Эвакуированное из Новой Бухары и со станции Каган население возвращалось назад. Там были восстановлены Советы, начали работать большевистские партийные организации. Постепенно налаживались экономические связи Бухарского ханства с Советским Туркестаном.
Бухарская экспедиция, или, как ее иногда называют, «поход Колесова», была несомненной ошибкой правительства Советского Туркестана и лично председателя Совнаркома. В условиях, когда классовая сознательность и политическая активность народных масс Бухары были еще недостаточными для вооруженного восстания против монархической тирании, следовало критически отнестись к просьбе младобухарцев о военной поддержке.
Полную ясность в этот вопрос внес В. И. Ленин. На VIII съезде РКП(б) он сказал: «Что же мы можем сделать по отношению к таким народам, как киргизы, узбеки, таджики, туркмены, которые до сих пор народятся под влиянием своих мулл?.. Можем ли мы подойти к этим народам и сказать: «Мы скинем ваших эксплуататоров»? Мы этого сделать не можем, потому что они всецело в подчинении у своих мулл. Тут надо дождаться развития данной нации, дифференциации пролетариата от буржуазных элементов, которое неизбежно».

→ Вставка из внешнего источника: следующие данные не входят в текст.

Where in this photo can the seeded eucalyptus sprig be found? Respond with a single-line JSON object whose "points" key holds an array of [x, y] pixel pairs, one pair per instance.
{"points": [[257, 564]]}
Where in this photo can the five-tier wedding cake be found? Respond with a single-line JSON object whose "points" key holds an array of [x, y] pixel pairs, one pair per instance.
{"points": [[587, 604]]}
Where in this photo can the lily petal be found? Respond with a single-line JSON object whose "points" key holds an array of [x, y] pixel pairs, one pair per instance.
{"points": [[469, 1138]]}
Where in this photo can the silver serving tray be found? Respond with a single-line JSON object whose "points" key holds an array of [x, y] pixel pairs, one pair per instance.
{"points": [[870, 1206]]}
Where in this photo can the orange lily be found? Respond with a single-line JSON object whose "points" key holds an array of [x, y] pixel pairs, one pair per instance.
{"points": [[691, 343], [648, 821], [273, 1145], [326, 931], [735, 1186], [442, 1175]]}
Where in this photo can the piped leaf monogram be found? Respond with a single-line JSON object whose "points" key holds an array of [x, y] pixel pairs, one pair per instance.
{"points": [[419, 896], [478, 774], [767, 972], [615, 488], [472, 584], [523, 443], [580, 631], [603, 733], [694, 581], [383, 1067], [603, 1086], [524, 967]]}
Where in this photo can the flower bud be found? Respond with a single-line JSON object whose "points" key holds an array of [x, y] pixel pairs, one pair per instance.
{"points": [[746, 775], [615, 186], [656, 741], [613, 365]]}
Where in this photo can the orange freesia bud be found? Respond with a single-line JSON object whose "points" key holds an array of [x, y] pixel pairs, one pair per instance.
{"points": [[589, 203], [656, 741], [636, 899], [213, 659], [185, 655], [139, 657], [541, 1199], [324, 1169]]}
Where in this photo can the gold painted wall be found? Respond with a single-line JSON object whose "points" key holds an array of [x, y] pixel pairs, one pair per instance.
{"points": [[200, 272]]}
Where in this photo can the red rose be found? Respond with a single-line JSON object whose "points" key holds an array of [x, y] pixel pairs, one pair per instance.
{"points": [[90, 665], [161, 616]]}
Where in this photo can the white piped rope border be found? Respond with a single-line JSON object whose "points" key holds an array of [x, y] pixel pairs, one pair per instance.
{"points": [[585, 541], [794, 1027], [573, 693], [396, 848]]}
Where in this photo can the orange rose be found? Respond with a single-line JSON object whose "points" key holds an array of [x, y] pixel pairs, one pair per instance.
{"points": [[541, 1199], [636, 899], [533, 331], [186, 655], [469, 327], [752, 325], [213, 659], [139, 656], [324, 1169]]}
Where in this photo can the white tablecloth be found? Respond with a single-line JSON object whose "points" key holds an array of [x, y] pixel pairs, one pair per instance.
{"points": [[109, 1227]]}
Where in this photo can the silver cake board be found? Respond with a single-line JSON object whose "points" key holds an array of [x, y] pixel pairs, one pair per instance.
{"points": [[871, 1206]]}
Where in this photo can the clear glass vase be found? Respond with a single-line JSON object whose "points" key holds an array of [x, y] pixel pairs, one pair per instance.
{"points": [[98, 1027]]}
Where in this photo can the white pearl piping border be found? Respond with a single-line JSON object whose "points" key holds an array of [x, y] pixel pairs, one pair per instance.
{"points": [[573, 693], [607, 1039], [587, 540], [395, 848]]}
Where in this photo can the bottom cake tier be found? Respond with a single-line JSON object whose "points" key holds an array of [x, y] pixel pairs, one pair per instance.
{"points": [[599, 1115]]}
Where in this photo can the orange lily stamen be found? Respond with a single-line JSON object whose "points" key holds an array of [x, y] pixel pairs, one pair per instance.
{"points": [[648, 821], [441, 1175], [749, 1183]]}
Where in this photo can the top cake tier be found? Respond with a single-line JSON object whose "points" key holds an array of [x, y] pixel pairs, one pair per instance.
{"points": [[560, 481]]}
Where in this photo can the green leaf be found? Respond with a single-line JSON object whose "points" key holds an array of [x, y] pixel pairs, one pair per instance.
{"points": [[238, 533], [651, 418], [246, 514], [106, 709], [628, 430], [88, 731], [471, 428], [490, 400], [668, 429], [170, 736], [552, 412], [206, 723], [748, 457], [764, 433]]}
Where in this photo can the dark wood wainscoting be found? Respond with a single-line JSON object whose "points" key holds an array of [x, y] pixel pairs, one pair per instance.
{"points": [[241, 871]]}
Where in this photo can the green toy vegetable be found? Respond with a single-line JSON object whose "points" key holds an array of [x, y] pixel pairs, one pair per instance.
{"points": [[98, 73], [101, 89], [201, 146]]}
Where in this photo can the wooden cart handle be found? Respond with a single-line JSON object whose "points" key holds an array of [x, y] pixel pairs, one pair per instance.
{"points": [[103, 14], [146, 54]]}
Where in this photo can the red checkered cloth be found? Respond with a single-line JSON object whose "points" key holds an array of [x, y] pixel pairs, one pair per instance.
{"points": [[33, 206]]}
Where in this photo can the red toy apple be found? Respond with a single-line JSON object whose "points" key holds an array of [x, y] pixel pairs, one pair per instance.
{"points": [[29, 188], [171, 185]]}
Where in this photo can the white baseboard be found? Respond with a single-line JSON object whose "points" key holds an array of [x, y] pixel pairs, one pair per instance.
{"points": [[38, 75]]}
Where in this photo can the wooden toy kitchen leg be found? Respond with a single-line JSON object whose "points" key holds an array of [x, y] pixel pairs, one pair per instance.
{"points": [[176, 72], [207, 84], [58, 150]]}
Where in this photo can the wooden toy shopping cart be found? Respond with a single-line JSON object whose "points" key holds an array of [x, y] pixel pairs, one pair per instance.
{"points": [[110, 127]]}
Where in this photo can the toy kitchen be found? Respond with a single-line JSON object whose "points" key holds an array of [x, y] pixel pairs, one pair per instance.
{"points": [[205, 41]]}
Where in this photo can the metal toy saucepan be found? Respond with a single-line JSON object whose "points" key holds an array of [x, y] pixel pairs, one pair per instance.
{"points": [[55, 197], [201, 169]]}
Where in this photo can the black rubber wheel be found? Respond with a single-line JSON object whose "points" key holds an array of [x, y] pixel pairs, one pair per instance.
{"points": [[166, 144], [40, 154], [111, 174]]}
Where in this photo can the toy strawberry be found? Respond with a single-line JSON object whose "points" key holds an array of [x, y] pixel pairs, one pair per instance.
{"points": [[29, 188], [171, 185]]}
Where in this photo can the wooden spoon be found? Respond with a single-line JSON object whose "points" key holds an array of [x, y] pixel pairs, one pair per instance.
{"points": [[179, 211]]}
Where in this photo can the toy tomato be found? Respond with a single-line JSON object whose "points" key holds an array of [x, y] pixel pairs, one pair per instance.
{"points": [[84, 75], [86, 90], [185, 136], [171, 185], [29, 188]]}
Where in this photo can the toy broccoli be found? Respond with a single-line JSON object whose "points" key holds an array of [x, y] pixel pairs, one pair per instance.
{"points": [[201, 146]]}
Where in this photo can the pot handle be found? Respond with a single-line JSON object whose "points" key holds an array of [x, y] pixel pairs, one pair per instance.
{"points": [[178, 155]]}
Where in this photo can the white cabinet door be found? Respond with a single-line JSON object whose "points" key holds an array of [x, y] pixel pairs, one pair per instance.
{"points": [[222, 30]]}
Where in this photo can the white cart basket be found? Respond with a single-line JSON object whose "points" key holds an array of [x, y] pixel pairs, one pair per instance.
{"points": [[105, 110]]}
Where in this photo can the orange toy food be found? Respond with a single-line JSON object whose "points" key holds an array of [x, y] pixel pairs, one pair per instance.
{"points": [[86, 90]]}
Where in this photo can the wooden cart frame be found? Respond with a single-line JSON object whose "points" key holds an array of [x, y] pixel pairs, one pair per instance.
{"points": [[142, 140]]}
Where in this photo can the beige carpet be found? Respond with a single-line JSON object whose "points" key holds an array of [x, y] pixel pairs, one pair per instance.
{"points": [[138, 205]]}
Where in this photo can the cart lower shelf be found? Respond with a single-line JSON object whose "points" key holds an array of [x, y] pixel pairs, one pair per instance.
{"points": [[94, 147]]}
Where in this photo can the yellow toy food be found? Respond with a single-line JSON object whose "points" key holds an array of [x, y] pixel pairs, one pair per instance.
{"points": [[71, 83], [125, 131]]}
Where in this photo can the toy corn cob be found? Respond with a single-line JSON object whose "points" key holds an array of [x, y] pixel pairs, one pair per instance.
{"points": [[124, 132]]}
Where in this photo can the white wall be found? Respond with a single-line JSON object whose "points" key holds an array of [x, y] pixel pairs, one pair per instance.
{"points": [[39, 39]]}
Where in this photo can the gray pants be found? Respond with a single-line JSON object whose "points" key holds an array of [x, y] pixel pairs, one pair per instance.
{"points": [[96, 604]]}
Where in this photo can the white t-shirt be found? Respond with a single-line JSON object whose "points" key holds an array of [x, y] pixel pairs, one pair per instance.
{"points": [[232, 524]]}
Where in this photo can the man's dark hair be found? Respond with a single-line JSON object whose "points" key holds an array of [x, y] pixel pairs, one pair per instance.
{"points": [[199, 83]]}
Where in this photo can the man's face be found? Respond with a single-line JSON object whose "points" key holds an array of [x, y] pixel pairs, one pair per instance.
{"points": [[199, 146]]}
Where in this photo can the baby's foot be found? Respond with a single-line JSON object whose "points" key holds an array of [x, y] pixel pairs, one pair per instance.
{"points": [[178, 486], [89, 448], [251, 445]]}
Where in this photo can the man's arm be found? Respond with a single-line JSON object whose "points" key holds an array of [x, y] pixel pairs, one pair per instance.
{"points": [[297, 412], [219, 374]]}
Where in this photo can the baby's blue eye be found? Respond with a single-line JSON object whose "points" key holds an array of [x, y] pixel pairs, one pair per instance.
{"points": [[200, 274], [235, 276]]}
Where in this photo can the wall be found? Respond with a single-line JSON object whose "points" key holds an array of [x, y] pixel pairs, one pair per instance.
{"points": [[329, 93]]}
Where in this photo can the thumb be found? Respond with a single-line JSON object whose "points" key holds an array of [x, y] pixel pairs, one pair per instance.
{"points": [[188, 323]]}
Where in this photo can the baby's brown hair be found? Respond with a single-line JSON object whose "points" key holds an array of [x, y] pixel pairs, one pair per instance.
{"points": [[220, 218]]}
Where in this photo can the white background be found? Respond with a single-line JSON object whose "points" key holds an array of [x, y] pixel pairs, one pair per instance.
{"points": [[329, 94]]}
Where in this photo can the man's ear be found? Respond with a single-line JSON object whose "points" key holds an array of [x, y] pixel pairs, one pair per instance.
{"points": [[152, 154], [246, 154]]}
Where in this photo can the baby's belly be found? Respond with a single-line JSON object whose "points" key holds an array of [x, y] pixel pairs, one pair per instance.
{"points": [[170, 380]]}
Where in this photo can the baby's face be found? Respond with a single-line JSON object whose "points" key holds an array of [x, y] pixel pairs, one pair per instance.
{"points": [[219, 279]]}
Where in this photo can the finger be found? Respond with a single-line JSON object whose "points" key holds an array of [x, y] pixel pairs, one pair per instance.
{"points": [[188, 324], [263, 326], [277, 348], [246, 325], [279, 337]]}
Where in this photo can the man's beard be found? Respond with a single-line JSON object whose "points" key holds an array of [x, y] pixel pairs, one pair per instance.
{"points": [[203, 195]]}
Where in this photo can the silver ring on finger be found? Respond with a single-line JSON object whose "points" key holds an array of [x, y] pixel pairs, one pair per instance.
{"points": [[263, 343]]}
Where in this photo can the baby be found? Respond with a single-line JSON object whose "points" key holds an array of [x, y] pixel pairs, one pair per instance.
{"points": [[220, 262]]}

К сожалению, в начале 1918 года далеко не все туркестанские большевики правильно понимали лозунги партии о самоопределении наций. Это подчас приводило к серьезным осложнениям.
На проходившем с 20 апреля по 1 мая 1918 года V съезде Советов Туркестана большинство одобрило решение Совнаркома о поддержке младобухарцев. Лишь наиболее политически зрелые делегаты-большевики, в частности П. А. Кобозев и П. Г. Полторацкий, оценили «поход Колесова» как ошибку. Кстати, и сам Ф. И. Колесов заявил тогда, что Совнарком, предприняв поход, допустил промах «вследствие недостаточной выясненности бухарского вопроса и положения в самой Бухаре».